Стеффи вернулась через несколько минут с последними выпусками «Тайм», «Пипл» и бульварной газеты. "Послушайте, ребята", - объявила она, взмахнув газетой перед собой, - "Элвис женился на инопланетянке. Вот где он был всё это время. На материнском корабле. Он рассказывал им о людях"
"Я хочу ооооочень" - сказал я.
После всех разглагольствований Нэнси и Эла, то, что доктор Говард отпустил меня пару часов спустя, показалось мне неразумным и разочаровывающим. Если бы ситуация была обратной, я, вероятно, настоял бы, чтобы мой пациент остался по крайней мере ещё на один день для всё более популярного "наблюдения". Но доктор Говард, похоже, считал, что больше не осталось ничего интересного для наблюдения. Либо это, либо он хотел убрать меня с моим левым хуком как можно дальше от себя.
Всю дорогу домой в машине я ломал голову над описанием Эла того, что произошло на Проекте. Я всё ещё не знал, сколько времени прошло между моим возвращением и тем, что Эл назвал "припадком". Я вообще не помнил, что был на Проекте. Возможно, пока я был там, прошло всего несколько минут, и это не дало бы мне многого, что стоило бы запомнить. И мне не составило труда поверить, что в моём Скачке назад было достаточно травмы, чтобы вызвать какую-то атаку. Не говоря уже о целебных свойствах пустоты, к тому времени, как я покинул гостиную Бет, я был выжат, как старая тряпка. Моя нервная система была подорвана.

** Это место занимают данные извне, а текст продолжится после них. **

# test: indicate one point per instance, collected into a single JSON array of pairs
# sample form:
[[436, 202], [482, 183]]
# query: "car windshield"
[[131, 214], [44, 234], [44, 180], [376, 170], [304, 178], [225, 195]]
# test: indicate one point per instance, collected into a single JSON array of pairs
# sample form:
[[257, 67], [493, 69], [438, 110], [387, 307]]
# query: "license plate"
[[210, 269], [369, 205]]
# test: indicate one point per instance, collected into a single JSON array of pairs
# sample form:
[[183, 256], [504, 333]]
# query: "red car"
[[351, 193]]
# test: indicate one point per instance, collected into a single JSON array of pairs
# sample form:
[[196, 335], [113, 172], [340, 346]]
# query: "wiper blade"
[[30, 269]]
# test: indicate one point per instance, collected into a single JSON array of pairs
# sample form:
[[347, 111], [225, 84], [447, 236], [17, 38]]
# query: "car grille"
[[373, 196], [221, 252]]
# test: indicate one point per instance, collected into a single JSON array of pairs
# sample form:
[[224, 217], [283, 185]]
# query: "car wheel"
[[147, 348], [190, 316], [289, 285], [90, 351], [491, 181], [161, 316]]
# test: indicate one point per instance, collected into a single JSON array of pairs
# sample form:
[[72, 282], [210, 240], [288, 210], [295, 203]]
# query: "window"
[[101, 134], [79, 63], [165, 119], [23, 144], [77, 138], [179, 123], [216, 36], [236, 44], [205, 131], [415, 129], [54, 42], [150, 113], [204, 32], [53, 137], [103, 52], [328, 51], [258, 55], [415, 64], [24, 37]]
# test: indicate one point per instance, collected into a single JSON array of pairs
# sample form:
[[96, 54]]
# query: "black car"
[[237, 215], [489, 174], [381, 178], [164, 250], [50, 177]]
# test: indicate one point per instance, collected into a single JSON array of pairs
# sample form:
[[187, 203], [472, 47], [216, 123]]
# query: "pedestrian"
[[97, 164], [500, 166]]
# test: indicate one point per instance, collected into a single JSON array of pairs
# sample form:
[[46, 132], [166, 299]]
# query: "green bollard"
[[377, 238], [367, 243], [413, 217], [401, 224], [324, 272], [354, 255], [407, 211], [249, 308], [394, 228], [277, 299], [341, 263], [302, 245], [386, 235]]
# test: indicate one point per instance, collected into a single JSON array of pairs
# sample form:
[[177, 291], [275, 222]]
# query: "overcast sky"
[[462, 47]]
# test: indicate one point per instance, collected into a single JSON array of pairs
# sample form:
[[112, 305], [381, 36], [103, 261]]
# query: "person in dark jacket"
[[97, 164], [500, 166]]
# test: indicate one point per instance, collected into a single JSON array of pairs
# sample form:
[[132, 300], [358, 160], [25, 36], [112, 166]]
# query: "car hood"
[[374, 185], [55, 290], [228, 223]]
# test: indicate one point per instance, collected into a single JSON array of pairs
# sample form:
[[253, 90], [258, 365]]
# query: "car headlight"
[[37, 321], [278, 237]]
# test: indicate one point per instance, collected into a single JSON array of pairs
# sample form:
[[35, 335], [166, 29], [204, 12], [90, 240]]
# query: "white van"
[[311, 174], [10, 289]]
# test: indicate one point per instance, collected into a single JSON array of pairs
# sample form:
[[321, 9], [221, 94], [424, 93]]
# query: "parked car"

Да, то, что я сделал несколько шагов по коридору и рухнул, как срубленное красное дерево, было определённо правдоподобно.
Когда Нэнси свернула на подъездную дорожку к тому, что, как я предположил, было нашим домом, я прислонился к дверце машины, чтобы рассмотреть поближе, как ребёнок, заглядывающий в витрину магазина. Мы были в конце тупика, обозначенного крошечным уличным знаком как "Сиэло Сёркл". Гараж на две машины, перед которым остановилась Нэнси, примыкал к большому двухэтажному загородному дому, почти идентичному тем, что стояли по обе стороны от него. Я надеялся, что это пробудит во мне какие-то воспоминания, но этого не произошло. Я чувствовал, что нахожусь в середине очередного Скачка.
Добро пожаловать домой, Сэм.
Стеффи выпрыгнула из машины первой и что-то весело болтала мне, пока я следовал за ней по дорожке к входной двери, а Эл замыкал шествие. Нэнси осталась в машине, дистанционно управляя открытой дверью гаража, чтобы загнать машину подальше от солнца пустыни. Это оставило Стеффи отпирать мне дверь, поскольку я уже обнаружил, что у меня нет ни ключей, ни бумажника. Обе вещи были в доме, Нэнси говорила мне, лежали на моём комоде.
Как только дверь открылась, Стеффи поспешила вперед, чуть ли не пританцовывая от нетерпения вернуть меня в дом. Эл закрыл за нами дверь, затем постоял прямо в ней, как будто не был уверен, что ему следует здесь находиться.
Дом.
И всё это по-прежнему было пустым местом.
Я попытался представить, что принимал участие в выборе мебели для этого дома. Меня тащили на буксире через длинную очередь магазинов и спрашивали совета. Какого цвета, по моему мнению, должны быть шторы? Диван в каком стиле мне понравился больше? Латунные лампы или керамические? Дом был прекрасным, но я был уверен, что это дело рук Нэнси, а не моих. Я не мог представить себя чем-то большим, чем помехой в тех походах по магазинам.
Стеффи исчезла за углом, болтая о том, чтобы переодеться. Как только она ушла, я побродил по гостиной, трогая сначала один предмет, потом другой, а Эл наблюдал за мной. Казалось, он не находил ничего особенно необычного в том, что я делал. Чем больше времени проходило без его слов, тем больше я начинал спрашивать себя, почему я не говорю ему, что не помню этот дом.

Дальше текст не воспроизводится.